Nunca antes las presiones internacionales sobre Venezuela habían sido de tal magnitud. Sin embargo, no es suficiente. Para que se produzca un cambio democrático la presión debe ser continua, y no intermitente como ha sido en los últimos años. La presión externa no solo ha venido dada por la OEA. El grupo de los 14 países más importantes del continente han suscrito una carta en la que exigen a Venezuela la celebración de elecciones y la liberación del más de un centenar de presos políticos. La iniciativa es importante porque pese a que en la OEA todos los votos valen lo mismo, en las relaciones internacionales y comerciales es claro que no todos los países importan igual. Los firmantes son países con ascendencia real en las relaciones multilaterales, y mucha mayor capacidad de influencia que el coro de los países aliados de Venezuela (once a la fecha dentro de la OEA) que han vivido en la periferia, y a expensas, de una generosa petrochequera.

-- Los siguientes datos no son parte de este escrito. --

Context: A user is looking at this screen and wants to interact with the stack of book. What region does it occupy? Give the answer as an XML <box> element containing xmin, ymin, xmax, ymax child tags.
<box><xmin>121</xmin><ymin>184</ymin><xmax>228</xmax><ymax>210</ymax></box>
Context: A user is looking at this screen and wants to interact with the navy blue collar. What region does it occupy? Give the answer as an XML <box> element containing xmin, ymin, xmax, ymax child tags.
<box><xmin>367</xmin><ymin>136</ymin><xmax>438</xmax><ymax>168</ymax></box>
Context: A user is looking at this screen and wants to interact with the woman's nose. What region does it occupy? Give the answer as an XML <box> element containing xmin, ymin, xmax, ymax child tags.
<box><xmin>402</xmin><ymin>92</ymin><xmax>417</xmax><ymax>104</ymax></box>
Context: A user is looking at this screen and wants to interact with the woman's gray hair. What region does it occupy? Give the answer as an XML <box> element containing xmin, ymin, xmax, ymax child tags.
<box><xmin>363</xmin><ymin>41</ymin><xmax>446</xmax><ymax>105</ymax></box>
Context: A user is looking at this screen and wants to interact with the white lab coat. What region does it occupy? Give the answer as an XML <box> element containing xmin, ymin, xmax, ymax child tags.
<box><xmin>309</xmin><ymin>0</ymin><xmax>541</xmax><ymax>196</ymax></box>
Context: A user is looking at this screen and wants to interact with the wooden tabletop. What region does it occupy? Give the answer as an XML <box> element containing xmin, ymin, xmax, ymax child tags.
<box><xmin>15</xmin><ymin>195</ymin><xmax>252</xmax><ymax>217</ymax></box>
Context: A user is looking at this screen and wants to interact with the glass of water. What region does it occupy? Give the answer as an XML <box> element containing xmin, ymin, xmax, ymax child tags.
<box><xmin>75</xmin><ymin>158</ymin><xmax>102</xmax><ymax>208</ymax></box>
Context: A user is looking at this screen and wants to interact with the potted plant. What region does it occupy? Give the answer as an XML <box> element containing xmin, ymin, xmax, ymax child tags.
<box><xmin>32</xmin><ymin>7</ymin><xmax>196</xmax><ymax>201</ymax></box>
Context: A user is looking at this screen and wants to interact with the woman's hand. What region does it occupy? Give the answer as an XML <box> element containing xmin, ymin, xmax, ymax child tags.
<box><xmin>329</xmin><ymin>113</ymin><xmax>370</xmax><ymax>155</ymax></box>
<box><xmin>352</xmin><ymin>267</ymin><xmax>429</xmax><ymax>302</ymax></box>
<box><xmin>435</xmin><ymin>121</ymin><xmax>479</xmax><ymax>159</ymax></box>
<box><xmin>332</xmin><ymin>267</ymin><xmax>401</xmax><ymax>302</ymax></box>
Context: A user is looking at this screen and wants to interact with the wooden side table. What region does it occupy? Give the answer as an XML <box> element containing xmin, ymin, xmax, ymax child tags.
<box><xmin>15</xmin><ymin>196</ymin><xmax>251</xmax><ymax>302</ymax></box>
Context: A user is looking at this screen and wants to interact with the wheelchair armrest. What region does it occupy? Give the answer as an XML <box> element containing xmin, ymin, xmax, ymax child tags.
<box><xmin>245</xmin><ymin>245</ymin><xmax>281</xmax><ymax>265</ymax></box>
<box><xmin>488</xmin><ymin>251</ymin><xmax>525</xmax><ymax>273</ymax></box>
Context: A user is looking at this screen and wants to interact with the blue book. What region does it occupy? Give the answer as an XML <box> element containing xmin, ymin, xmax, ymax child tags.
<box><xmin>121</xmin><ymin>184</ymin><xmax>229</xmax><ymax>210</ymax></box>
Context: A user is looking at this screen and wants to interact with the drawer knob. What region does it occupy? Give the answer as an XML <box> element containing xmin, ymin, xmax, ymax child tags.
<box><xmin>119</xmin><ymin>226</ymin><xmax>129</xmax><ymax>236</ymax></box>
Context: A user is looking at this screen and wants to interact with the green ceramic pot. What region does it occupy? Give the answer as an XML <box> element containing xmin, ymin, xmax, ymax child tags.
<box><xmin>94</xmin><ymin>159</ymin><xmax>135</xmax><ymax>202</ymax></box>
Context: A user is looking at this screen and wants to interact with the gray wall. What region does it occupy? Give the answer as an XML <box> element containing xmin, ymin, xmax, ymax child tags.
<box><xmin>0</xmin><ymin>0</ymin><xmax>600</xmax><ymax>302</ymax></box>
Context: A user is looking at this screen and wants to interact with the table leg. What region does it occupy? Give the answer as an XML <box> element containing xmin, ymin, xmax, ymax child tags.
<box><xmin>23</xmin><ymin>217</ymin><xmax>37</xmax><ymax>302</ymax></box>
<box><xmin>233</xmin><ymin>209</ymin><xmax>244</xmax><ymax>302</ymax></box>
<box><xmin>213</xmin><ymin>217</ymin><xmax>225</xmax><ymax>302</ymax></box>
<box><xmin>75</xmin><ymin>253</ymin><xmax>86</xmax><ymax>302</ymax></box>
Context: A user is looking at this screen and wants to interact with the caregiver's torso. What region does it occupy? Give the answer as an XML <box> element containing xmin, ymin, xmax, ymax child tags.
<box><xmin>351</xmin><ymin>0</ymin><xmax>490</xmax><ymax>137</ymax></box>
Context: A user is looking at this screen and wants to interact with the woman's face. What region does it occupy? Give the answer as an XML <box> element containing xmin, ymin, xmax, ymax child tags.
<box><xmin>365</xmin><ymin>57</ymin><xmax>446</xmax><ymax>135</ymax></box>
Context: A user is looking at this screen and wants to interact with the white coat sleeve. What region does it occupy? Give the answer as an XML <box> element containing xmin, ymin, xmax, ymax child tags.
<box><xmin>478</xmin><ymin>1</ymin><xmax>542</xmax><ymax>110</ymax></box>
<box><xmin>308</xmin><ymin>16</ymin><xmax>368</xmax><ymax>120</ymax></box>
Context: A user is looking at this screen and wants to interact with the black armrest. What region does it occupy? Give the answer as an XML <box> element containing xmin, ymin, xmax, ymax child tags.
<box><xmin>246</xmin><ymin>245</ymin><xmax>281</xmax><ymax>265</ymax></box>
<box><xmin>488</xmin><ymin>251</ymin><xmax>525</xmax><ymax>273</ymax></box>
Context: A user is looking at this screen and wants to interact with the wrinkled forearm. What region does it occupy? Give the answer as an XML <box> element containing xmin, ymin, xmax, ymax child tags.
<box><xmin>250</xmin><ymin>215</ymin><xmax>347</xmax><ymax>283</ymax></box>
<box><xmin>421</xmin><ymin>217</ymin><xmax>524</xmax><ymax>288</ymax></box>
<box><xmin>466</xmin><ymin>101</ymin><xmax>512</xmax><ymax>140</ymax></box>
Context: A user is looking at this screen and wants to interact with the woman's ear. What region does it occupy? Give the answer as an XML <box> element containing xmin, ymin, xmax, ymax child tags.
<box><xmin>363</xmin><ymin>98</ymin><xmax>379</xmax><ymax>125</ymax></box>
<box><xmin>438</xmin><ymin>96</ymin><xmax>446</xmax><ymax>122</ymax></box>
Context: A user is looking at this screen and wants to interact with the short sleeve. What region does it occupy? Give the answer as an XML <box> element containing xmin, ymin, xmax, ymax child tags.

Doblemente importante resulta que la vocería de esos 14 países haya sido asumida por México, porque es línea de la cancillería de ese país desde hace casi un siglo el no sojuzgar a países cuyo gobierno haya emergido de una revolución. Es decir, México reconoce como legítimos a países cuyo origen de gobierno es el revolucionario, y la histórica amistad internacional entre México y Cuba es un buen ejemplo. De manera que no solo los 14 exigen elecciones, sino que entre líneas se lee lo que ya es un secreto a voces: ¿qué revolución?
Además, vienen siendo muy importantes, aunque de otro tenor, las presiones de China y otros deudores, en relación a la imposibilidad de que cualquier nuevo endeudamiento sea aprobado sin el previo aval de la Asamblea Nacional, como marca la Constitución.
El parlamento no solo es el espacio institucional del diálogo en una sociedad, sino que es el contrapeso natural del ejecutivo, en un sistema de separación de poderes. En Venezuela, además, el parlamento es la institución nacional con mayor legitimidad. Fue electo en la última elección, celebrada en diciembre 2015, donde la oposición obtuvo una amplia mayoría de las dos terceras partes de los curules. Además, dentro de las muy vapuleadas instituciones nacionales, es la Asamblea Nacional la que goza de relativo mayor prestigio (41%). Muy por encima del menguado prestigio popular con el que cuenta el Tribunal Supremo de Justicia (23%) y la propia figura presidencial (20%), según datos de Datanálisis de marzo de 2017.
Re-democratización
Es claro que ninguna presión internacional puede ser efectiva si no se produce una presión interna de manera simultánea. Los sucesos de los últimos días han despertado de su letargo a la sociedad, y del surmenage o síndrome de fatiga crónica en que habían caído los opositores tras el fallido esfuerzo de diálogo impulsado por el Vaticano. Tan importante como ella es la presión que pueda ejercerse por quienes han sido tradicionales aliados del chavismo, incluido el componente militar, aunque no necesariamente lo haga a viva voz. Sin ellos, difícilmente se llegará a la necesaria re-democratización. Una parte del chavismo, la que no tenga cuentas pendientes en materia de narcotráfico y derechos humanos, debe ayudar a diseñar una solución institucional y electoral. Hay señales de que esto puede ocurrir: el deslinde de la fiscal general, Luisa Ortega, ocurrido en días pasado es una de ellas.
El caso venezolano marcó una inflexión negativa en la era democratizadora global. Un revés democrático con el que 30 años de democratización del mundo entraron en reversa a partir de 1998. Lo vimos no solo en el América Latina con los casos de Nicaragua, Bolivia y Ecuador, sino en el resto del mundo. Lo que ocurra con Venezuela dirá si la tiranización de una sociedad merece o no ser tema de estudio de los académicos de la próxima década.